Des passeurs du Risoux interceptés par des douaniers allemands alors qu'ils traçaient une piste pour franchir la frontière suisse à Mouthe...

 

La dimension du problème laisse l'auditoire muet tout autant qu'attentif aux propos de Galith Touati, de Yad Layeled : « pour parler de la Shoah aux jeunes élèves, il faut trouver les mots justes et les images adéquates, pas celles que nous adultes ne pouvons supporter comme celles qu'on a découvertes à la libération des camps. On peut aussi aborder avec les élèves les discriminations, le Vel d'Hiv...»

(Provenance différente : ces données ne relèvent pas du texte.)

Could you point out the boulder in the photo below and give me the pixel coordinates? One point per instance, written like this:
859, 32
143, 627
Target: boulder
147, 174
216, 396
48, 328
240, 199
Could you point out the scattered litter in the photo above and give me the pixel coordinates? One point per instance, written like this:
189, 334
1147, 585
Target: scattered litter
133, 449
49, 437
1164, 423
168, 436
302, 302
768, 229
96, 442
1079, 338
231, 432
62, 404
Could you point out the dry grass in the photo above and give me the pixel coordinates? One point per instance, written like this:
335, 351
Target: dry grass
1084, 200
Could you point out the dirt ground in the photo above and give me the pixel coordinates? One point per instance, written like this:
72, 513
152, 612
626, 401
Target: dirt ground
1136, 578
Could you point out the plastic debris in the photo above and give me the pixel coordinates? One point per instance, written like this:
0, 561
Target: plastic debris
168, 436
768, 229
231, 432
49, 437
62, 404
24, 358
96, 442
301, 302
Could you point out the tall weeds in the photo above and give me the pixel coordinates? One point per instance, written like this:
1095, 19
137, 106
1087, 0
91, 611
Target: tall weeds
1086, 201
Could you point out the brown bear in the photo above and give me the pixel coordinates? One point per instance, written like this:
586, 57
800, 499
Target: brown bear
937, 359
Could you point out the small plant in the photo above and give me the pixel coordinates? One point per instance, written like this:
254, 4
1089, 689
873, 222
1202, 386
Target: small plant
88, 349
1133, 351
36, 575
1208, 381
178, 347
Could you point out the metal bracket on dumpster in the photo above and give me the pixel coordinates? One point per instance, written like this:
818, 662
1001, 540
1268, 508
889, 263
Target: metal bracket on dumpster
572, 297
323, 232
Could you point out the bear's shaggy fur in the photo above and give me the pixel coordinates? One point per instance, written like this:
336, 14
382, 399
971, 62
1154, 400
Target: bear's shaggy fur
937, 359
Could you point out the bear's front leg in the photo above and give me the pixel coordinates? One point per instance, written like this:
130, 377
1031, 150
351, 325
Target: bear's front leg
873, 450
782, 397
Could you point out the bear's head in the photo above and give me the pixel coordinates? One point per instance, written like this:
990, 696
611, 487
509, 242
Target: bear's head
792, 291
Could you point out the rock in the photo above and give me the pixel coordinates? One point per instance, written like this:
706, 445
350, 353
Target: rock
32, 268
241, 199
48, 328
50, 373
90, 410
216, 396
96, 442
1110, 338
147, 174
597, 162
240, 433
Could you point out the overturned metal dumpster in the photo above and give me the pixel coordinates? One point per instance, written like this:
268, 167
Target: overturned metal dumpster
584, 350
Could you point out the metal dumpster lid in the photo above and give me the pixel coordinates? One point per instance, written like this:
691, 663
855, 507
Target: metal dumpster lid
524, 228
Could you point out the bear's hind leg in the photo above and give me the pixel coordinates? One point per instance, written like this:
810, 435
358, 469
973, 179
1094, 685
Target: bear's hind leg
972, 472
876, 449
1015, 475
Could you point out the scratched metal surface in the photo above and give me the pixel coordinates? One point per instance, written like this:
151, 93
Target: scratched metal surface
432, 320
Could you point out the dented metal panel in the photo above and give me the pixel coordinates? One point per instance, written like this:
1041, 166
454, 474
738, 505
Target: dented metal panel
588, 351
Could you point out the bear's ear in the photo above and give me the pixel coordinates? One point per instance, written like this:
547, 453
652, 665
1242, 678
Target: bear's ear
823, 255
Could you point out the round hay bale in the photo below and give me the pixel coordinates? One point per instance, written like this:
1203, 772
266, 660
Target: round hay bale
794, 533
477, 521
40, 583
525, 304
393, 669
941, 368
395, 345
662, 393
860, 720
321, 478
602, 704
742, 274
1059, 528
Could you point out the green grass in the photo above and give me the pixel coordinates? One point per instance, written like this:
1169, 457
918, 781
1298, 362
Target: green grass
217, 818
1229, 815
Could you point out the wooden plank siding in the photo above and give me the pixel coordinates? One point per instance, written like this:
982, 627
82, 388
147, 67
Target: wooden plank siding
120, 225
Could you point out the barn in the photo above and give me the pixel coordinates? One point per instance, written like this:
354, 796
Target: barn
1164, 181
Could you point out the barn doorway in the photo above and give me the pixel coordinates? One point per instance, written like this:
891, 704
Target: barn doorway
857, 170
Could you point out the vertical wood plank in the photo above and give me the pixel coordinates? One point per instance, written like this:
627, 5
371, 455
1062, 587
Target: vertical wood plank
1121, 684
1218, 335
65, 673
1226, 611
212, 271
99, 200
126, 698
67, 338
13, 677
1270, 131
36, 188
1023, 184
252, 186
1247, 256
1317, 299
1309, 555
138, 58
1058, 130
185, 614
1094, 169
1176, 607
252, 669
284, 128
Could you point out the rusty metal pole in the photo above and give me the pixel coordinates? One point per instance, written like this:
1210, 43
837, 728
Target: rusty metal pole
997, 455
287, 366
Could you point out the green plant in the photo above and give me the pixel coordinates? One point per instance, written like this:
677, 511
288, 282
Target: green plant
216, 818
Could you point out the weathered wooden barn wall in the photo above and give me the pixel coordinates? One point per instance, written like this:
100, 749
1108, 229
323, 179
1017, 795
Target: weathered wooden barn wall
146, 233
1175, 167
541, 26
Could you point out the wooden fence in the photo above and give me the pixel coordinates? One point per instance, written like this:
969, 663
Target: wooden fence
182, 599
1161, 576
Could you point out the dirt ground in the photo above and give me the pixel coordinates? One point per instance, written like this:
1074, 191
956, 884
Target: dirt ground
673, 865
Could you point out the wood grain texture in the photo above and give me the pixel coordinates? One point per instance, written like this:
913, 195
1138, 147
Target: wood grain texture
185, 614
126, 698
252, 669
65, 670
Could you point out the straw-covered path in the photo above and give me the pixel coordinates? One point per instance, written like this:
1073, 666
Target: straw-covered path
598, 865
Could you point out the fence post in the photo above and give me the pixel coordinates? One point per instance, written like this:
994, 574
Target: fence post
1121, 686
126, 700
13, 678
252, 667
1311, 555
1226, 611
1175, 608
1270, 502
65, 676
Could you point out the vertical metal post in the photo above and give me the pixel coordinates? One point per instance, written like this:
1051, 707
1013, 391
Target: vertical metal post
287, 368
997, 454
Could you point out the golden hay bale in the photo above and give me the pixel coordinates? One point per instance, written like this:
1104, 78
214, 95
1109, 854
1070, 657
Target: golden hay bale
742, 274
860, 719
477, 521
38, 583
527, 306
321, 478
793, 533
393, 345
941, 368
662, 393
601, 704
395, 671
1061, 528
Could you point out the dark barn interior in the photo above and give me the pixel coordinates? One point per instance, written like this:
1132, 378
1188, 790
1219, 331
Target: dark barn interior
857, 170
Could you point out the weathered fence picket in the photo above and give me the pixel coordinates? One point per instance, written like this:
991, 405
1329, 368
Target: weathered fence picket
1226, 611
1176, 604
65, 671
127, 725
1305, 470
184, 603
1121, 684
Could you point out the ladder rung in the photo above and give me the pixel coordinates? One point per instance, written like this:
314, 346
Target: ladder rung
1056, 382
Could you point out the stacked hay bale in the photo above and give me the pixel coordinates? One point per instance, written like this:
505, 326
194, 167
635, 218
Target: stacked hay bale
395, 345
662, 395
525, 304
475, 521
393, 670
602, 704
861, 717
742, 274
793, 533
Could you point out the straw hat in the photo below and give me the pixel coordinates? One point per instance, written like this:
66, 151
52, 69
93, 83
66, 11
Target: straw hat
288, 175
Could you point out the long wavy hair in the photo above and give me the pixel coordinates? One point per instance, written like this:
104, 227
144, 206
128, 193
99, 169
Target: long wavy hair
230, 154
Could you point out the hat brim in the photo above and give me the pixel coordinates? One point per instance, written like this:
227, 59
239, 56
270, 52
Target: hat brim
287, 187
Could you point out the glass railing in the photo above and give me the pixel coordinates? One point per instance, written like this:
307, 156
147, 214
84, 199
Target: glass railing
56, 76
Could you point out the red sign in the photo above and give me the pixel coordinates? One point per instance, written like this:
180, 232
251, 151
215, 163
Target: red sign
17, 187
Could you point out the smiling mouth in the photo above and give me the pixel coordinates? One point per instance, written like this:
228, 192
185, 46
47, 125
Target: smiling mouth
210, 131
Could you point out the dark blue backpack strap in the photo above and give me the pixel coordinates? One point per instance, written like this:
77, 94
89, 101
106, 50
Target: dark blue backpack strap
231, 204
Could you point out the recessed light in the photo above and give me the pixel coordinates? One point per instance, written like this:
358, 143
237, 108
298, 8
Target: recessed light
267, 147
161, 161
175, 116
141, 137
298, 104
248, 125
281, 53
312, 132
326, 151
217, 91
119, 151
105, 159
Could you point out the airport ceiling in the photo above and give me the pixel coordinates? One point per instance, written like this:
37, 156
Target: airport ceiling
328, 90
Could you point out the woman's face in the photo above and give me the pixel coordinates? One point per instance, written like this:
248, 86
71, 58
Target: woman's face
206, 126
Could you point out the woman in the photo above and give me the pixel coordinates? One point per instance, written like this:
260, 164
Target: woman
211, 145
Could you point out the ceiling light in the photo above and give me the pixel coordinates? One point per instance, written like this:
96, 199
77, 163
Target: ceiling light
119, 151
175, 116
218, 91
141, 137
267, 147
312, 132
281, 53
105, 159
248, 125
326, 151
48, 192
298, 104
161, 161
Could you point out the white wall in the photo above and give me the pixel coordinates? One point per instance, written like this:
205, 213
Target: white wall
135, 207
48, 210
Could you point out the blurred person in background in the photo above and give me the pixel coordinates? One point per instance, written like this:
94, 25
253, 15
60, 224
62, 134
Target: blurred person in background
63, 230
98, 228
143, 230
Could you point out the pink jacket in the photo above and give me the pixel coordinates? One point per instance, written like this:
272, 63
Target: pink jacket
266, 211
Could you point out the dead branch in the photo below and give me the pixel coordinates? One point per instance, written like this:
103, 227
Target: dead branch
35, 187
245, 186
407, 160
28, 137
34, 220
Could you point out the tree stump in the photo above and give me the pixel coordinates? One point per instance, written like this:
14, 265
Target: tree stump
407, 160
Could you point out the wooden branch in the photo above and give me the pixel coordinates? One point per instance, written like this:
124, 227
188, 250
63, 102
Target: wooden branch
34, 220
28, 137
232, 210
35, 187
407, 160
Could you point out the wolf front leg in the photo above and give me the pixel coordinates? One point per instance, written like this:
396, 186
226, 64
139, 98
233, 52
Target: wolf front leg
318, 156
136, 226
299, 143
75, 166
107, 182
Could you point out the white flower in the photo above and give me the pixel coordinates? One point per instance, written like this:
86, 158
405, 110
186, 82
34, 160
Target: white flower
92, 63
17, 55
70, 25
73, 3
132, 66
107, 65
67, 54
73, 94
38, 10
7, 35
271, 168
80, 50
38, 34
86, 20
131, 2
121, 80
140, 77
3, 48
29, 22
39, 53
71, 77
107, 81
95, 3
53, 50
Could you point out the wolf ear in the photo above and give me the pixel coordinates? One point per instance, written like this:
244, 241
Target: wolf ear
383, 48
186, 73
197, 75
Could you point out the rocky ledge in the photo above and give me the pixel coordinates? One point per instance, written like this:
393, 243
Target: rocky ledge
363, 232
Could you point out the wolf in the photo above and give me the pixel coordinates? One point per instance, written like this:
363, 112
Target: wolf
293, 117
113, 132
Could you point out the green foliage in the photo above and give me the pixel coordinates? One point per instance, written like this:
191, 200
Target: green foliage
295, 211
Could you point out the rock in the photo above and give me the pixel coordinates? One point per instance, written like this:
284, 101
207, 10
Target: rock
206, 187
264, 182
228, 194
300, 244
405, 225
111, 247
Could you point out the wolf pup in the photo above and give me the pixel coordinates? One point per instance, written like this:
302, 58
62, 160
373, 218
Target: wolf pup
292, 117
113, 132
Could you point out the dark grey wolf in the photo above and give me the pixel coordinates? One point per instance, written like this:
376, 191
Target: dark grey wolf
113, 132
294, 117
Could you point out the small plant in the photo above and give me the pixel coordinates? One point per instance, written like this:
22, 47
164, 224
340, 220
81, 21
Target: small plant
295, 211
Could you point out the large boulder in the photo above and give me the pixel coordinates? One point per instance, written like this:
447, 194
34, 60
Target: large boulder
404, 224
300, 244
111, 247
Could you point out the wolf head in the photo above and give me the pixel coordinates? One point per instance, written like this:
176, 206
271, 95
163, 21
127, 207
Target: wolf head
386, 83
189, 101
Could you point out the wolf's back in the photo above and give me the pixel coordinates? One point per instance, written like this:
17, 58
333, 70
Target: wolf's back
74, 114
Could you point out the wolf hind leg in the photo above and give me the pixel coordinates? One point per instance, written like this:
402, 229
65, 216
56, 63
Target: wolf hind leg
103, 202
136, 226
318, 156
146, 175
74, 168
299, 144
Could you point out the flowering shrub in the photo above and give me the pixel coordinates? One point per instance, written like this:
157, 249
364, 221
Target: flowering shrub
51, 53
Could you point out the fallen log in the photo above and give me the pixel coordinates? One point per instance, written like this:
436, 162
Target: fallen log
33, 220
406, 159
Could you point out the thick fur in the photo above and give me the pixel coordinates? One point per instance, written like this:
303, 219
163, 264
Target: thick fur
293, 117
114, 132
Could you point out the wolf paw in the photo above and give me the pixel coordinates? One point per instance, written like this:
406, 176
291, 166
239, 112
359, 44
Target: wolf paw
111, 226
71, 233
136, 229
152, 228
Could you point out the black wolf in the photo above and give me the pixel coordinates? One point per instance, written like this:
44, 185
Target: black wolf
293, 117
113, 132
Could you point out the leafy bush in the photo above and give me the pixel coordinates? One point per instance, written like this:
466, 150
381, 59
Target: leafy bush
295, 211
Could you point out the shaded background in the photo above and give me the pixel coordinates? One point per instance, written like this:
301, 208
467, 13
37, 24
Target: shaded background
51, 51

« Analyser une situation et s'en servir pour grandir »

Professeur des écoles ayant pratiqué avec l'exposition, Emmanuelle Wolf la présente comme un outil permettant de « débattre, d'échanger des opinions, d'argumenter. Il faut arriver à faire prendre conscience aux élèves de la stigmatisation, leur demander de réfléchir, d'analyser une situation et de s'en servir pour grandir. C'est ce qui nous motive pour enseigner ce point d'histoire que certains enseignants choisissent de na pas enseigner car ils le pensent trop compliqué ».

Stagiaires et futurs enseignants tout ouïe.

 

Il n'y a toujours pas de question dans l'auditoire, mais Galith Touati en évoque une qui revient souvent lors de ses présentations : « Comment faire si un élève se sent mal ? » Hochements de têtes dans l'assemblée. Mme Touati poursuit : « Quand on aborde ces questions, on assiste à une libération de la parole. Un jour, un enseignant découvre qu'un élève de sa classe est Rwandais. Récemment, j'ai assisté à une rencontre avec des élèves et l'un m'a dit "lui, il est juif !". Je n'ai su que répondre "et alors ?" Et l'enseignante m'a expliqué qu'il n'était pas en train de le désigner comme juif car ces deux là sont les meilleurs copains, mais l'un n'avait jamais osé dire à son copain qu'il était juif... »

« Les élèves sont très sensibles à la stigmatisation »

Galith Touati témoigne que d'autres questions parfois surprenantes peuvent être soulevées par les enfants : « certains ont demandé à des témoins s'ils avaient rencontré Hitler. D'autres demandent ce qu'avaient bien pu avoir fait les juifs pour subir un tel sort... » Emmanuelle Wolf assure : « les élèves sont très sensibles à la stigmatisation, le sujet fait peur à tort... »

Parce qu'on est bien dans cette optique que résume Françoise Claus, directrice adjointe de l'ESPE et inspectrice pédagogique régionale d'histoire-géographie : « comment faire comprendre les enfants sans traumatisme ». Pour Cécile Vast, prof d'histoire-géo au collège de Pierrefontaine-les-Varans, auteure d'une thèse sur la Résistance et conseillère du musée de la Résistance de la Citadelle de Besançon, « cette belle exposition est très simple et complète pour des collégiens. la période est au programme de troisième, et sur le plateau, les élèves ont souvent des histoires familiales sur le sujet... ».